Shall The Hag Evil Die With Child Of Good - Analysis

Introduction

This short lyric registers disgust and a violent desire for purification as the speaker confronts a monstrous figure of moral corruption. The tone is fierce, almost imprecatory, shifting toward yearning for cleansing forces from nature. Imagery grows increasingly physical and elemental, moving from bodily revulsion to a cosmic wish that light be restored.

Historical and Authorial Context

Written by Alfred Lord Tennyson, a leading Victorian poet, the poem reflects the era’s preoccupation with moral order, social disease, and the restorative powers of nature and providence. Tennyson often pairs heightened language with moral urgency, which helps explain the moralized horror and the appeal to elemental intervention here.

Main Theme: The Struggle of Good and Evil

The central conflict is cast as a binary: Good versus the “hag Evil.” Evil is not abstract but grotesquely incarnate—“hateful with hanging cheeks, a withered brood”—so the poem dramatizes a desire to end its propagation. The repeated question “Shall the hag Evil die with child of Good” frames the anxiety that virtue may fail to prevent vice from renewing itself.

Main Theme: Cleansing through Nature

Nature is imagined as a purifying agent. The speaker implores wind and blast—“that the wind which bloweth cold or heat / Would shatter and o’erbear the brazen beat”—to destroy the hag’s power. Elemental violence is preferable to human remedy, suggesting faith in natural or cosmic correction over human agency.

Main Theme: Light, Vision, and Restoration

Light imagery anchors the moral aim: banish the hag so she “no more might come between / The moon and the moon’s reflex” and not “blot with floating shades the solar light.” Evil here obstructs sight and truth; removing it restores clarity and the rightful play of light, a common Tennysonian symbol for truth and goodness.

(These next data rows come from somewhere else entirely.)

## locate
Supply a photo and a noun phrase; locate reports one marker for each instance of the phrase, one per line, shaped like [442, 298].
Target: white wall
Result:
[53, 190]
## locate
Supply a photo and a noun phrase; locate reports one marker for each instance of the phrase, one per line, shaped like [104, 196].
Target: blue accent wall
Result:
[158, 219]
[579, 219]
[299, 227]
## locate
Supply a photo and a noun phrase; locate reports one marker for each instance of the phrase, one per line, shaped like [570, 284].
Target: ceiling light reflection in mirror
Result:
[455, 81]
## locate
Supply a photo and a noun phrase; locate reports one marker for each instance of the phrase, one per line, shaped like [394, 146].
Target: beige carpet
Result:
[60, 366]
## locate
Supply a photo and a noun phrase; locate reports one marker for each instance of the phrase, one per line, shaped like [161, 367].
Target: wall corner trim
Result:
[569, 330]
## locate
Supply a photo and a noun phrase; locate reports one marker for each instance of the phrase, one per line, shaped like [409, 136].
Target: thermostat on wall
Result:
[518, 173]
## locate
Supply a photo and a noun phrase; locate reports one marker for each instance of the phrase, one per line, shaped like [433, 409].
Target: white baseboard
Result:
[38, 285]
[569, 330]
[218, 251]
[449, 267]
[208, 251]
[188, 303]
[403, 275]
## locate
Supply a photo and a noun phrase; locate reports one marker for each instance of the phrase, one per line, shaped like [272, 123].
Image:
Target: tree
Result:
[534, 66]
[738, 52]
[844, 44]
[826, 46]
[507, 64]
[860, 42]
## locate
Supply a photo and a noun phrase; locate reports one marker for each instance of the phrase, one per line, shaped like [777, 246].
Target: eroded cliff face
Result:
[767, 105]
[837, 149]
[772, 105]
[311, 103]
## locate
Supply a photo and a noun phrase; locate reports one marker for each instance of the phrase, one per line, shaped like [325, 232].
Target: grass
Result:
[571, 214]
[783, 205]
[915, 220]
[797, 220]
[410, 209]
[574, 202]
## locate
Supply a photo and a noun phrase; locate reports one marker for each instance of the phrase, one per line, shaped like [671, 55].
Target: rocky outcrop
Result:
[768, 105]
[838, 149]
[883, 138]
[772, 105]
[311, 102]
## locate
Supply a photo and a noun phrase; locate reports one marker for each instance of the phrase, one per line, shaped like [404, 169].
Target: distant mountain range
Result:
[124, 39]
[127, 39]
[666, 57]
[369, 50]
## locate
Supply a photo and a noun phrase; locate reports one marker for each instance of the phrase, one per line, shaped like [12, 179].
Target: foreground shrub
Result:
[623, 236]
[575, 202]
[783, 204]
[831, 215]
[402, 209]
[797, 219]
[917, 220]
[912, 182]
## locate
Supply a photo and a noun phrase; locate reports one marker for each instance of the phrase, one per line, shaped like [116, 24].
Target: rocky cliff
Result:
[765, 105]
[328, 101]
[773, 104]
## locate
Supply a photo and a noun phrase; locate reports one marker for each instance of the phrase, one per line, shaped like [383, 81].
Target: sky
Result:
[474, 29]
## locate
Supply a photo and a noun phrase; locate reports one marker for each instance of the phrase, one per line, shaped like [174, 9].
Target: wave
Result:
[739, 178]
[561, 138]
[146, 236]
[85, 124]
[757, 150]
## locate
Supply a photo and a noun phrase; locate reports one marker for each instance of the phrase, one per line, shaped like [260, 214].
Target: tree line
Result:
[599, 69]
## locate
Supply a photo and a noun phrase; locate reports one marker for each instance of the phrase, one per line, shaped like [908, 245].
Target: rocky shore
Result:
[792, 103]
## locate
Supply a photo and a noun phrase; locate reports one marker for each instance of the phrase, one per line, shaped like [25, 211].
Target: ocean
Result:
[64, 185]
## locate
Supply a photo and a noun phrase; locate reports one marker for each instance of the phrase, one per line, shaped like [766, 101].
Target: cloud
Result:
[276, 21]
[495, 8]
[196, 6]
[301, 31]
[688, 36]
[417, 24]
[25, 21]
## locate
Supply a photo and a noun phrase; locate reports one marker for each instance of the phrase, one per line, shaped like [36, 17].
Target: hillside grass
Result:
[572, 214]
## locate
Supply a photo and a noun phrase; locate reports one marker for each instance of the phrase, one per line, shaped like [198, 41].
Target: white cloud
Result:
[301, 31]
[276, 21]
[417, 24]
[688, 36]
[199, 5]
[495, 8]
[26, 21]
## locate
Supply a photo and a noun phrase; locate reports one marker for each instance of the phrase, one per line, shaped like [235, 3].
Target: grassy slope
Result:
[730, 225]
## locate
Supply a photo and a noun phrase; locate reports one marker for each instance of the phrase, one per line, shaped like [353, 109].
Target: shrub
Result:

Symbolic Images and Their Resonance

The hag functions as a synecdoche for systemic moral disease—“thronging the cells of the diseased mind” links social or mental corruption. Vivid physical images—“salient blood,” “cavernthroats,” “brazen beat”—mix bodily horror with mechanistic menace, implying both organic contagion and aggressive, drumlike force. The wind and hail become symbolically ambiguous: destructive but purgative. One might ask whether the poem’s desired annihilation borders on a wish for violent eradication rather than reform.

Conclusion

Through grotesque embodiment, elemental appeals, and luminous contrasts, the poem stages a vehement wish to eradicate moral evil and restore light and sight. Its significance lies in the fusion of physical revulsion and metaphysical longing: purification must be worldly and brutal to reclaim spiritual clarity.